Mi blog.

Dentro de muchos años entraré aquí y será mi particular baúl (digital) de los recuerdos (no digitales).

jueves, 11 de febrero de 2010

Estamos en crisis.

Estamos en crisis. Hoy mismo me he dado cuenta de lo grave que es esta crisis. Y no me refiero a que la bolsa haya alcanzado un mínimo histórico, ni a que se hayan publicado unas encuestas callejeras en las que la crisis es considerada el mayor de los problemas de los españoles. No. Lo que me ha hecho darme cuenta de lo grave que es la crisis que vivimos ha sido la televisión. Hoy mismo, me he sentado delante de ella y me he puesto a hacer el único deporte que no adelgaza ni un gramo: el zapping. Pues bien, estaba yo poniendo en forma el dedo índice de mi mano derecha cuando he aparecido en la teletienda. Y probablemente por culpa de esa curiosidad innata de los seres humanos que nos hace querer saber más, incluso de las cosas más inútiles, mi cuerpo ha sido obligado a mantenerse en ese canal un "rato", por lo menos hasta saber qué me estaba anunciando. Este proceso no ha sido rápido, pues cómo cualquier persona que haya visto alguna vez la teletienda sabrá, todos los anuncios tienen esas partes en blanco y negro que muestran lo horrible que era nuestra vida antes de comprar el artículo del que se está haciendo publicidad, y luego muestran las flamantes imáganes a color de lo magnífica que será nuestra vida una vez que tengamos el artículo x. Pues bien, ha sido en ese proceso de diferenciación entre los millones de anuncios de teletienda que he visto, todos marcados por el mismo patrón descrito, cuando me he dado cuenta de que el objeto publicitado en cuestión era una bosita de té. Sí , así es. La decadencia ha llegado. Esto es crisis económica y lo demás son tonterías. El canal dirigido al consumidor en potencia ha pasado de intentar vendernos objetos que llegaban a superar los 1000 euros y que proponían maravillas a intentar convencernos de que unas bolsitas de té de "sólo" 50 eurazos nos adelgazarían, harían más altos y guapos y, en el caso de las mujeres, reafirmarían nuestro pecho.

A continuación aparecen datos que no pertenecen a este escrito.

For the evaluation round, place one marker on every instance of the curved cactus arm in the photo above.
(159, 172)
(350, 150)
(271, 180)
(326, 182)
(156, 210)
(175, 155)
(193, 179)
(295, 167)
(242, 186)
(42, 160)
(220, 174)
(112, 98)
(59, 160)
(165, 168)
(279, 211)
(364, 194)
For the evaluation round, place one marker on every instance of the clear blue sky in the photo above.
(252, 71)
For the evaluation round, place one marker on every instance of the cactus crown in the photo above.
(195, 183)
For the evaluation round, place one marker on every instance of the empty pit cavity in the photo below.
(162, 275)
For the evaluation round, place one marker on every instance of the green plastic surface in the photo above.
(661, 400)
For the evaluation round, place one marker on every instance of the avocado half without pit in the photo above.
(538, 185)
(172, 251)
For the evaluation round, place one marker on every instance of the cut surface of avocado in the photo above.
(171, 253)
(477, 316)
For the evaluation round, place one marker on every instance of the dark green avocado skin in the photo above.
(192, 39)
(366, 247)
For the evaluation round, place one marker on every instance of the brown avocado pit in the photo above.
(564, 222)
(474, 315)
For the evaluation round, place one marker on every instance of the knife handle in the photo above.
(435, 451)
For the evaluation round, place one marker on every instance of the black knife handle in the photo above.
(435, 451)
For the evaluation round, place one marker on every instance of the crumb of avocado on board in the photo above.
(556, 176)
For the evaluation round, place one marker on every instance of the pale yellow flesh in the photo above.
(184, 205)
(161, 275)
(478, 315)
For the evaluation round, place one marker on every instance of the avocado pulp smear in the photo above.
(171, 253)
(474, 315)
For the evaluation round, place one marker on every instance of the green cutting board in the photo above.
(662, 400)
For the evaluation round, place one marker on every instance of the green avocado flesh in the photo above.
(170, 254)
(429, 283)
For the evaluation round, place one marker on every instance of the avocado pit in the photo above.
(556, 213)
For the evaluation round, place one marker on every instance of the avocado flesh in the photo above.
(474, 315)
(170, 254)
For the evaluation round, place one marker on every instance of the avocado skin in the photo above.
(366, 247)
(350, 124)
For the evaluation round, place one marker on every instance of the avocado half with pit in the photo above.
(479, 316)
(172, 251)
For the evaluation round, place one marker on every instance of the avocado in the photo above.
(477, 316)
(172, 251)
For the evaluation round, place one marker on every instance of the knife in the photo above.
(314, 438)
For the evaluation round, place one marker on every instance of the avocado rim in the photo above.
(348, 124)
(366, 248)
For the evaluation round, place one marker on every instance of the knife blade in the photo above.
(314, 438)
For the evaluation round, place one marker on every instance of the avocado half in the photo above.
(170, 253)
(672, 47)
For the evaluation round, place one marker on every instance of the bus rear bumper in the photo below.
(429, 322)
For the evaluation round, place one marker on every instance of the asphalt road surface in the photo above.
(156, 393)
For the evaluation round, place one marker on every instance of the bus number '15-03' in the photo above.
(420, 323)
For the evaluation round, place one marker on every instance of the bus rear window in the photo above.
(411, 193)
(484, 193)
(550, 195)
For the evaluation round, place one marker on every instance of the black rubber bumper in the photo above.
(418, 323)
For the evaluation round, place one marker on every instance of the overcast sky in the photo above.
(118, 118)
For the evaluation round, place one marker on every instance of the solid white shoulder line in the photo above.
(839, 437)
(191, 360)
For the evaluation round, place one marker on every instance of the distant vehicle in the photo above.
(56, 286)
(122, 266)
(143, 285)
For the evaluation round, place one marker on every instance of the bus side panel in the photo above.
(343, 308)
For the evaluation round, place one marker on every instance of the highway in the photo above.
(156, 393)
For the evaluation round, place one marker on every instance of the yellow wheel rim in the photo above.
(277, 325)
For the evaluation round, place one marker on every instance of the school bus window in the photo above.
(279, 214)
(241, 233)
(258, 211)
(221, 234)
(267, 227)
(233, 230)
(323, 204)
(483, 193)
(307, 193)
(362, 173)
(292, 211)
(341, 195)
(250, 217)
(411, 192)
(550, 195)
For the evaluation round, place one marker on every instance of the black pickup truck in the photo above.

Por esa razón, yo hago un llamamiento a los políticos del mundo: si el primer canal consumista del mundo sólo es capaz de vender bolsitas de té, ¿no creen que sería una buena hora para poner remedio a esta crisis que persiste en su intento de minar cualquier atisbo de consumismo que tenga el valor de salir a la luz? Ahí dejo esa pregunta. El que la sepa responder, por favor me lo haga saber.

jueves, 4 de febrero de 2010

Los seres humanos somos el único animal que tropieza dos veces con la misma piedra.

Parece que se reabre el debate acerca del aborto y siempre ocurre lo mismo: de uno y otro "bando" aparecen personajes que pretenden demostrar su verdad como única e irrebatible. Yo tengo una opinión acerca del aborto y dudo que ésta vaya a acambiar con el paso del tiempo, pero hay algo sobre el aborto que tengo muy claro: siempre he pensado que una vez que sabes lo que piensa el contrario y opina lo contrario que tú es imposible llegar a ningún punto en común, es como un callejón sin salida. Así pues, no comprendo porqué el tema en sí reabre tanto debate. Yo tengo mi opinión fija: para mi la unión de óvulo y espermatozoide es VIDA y como tal, en el momento en que se termina con ella se la está matando, pero como ser racional que soy, también soy consciente de que existen personas que opinan lo contrario que yo y que piensan que matar un feto no es grave. Lo que nunca entenderñé es la patente inquietud de la sociedad de debatir sobre un tema como el aborto en el que los bandos estan hechos y la gente no suele cambiar su opinión. ¿De qué me sirve pasar 3 horas de mi vida rechazando el aborto, si mi contrario piensa que el cigoto no es vida? Ése debería ser verdaderamente el punto a tratar, proque si no se llega a una conclusión común con respecto del cigoto, el debate sobre el aborto llega a un punto sin final, a un callejón sin salida.